AirPods that can provide live translation are among a range of new features and products unveiled by Apple.
The AirPods Pro 3, billed as “the ultimate audio experience”, were launched on Tuesday along with the tech giant’s new iPhone 17 line-up and updates to its digital watches.
Live translation on AirPods is available in English, French, German, Portuguese and Spanish, while Italian, Japanese, Korean and a simplified version of Chinese should be on offer by the end of the year, according to Apple.
The aim is to make face-to-face translation easier through this a “hands-free capability (that) is powered by computational audio and Apple Intelligence to help people easily connect”. They have a starting price of £219.
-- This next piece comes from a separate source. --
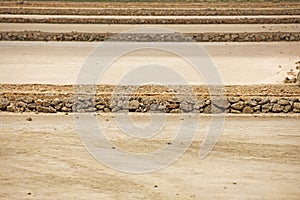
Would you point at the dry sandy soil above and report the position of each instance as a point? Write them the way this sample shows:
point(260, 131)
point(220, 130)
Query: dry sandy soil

It can work as a user speaks naturally with AirPods, according to the tech giant.
It adds: “To interact with someone who doesn’t have this hands-free capability, there’s an option to use iPhone as a horizontal display, showing the live transcription of what the user is saying in the other person’s preferred language.
“When the other person responds, their speech is translated into the user’s preferred language with AirPods.
“It’s even more useful for longer conversations when both users are wearing their own AirPods with Live Translation enabled from their iPhone.”
John Ternus, Apple’s senior vice president of hardware engineering, claimed it takes “personal audio to the next level” as its features also include heart rate sensing during workouts, extended battery life, improved stability and fit plus active noise cancellation.
Apple also unveiled its iPhone 17 Pro, which costs from £1,099 and iPhone 17 Pro Max starts at £1,199.
Greg Joswiak, Apple’s senior vice president of worldwide marketing, said: “iPhone 17 Pro is by far the most powerful iPhone we’ve ever made, with a stunning new design rebuilt from the inside out to maximise performance and deliver an enormous leap in battery life.”
In a move aimed at the selfie culture, the iPhone 17 models will feature a front camera with more megapixels for crisper photos.
The front camera will also have an option called “Center Stage” that will take advantage of a wider field of view and a new sensor that will enable users to take landscape photos without having to rotate the iPhone.
The new iPhones are the first to be released since President Donald Trump returned to the White House and unleashed a barrage of tariffs.
They are still expected to be made in Apple’s manufacturing hubs in China and India but both Mr Trump and US commerce secretary Howard Lutnick have insisted they should be made in the US.
Analysts have suggested this demand would take years to pull off and would result in a doubling, or even a tripling, of the iPhone’s current average price of about 1,000 dollars (£740).
Apple also vowed to find a million people with undiagnosed high blood pressure in just one year with its new watch.
The Apple Watch Series 11 has a notification that alerts users if they are suspected of having chronic high blood pressure.
Apple has said that it is filing for regulatory approval of the new technology.
The tool uses data from the watch’s heart sensor and an algorithm “looks for chronic high blood pressure by analysing how your blood vessels respond to beats of the heart”, Apple’s vice president of health Dr Sumbul Desai said.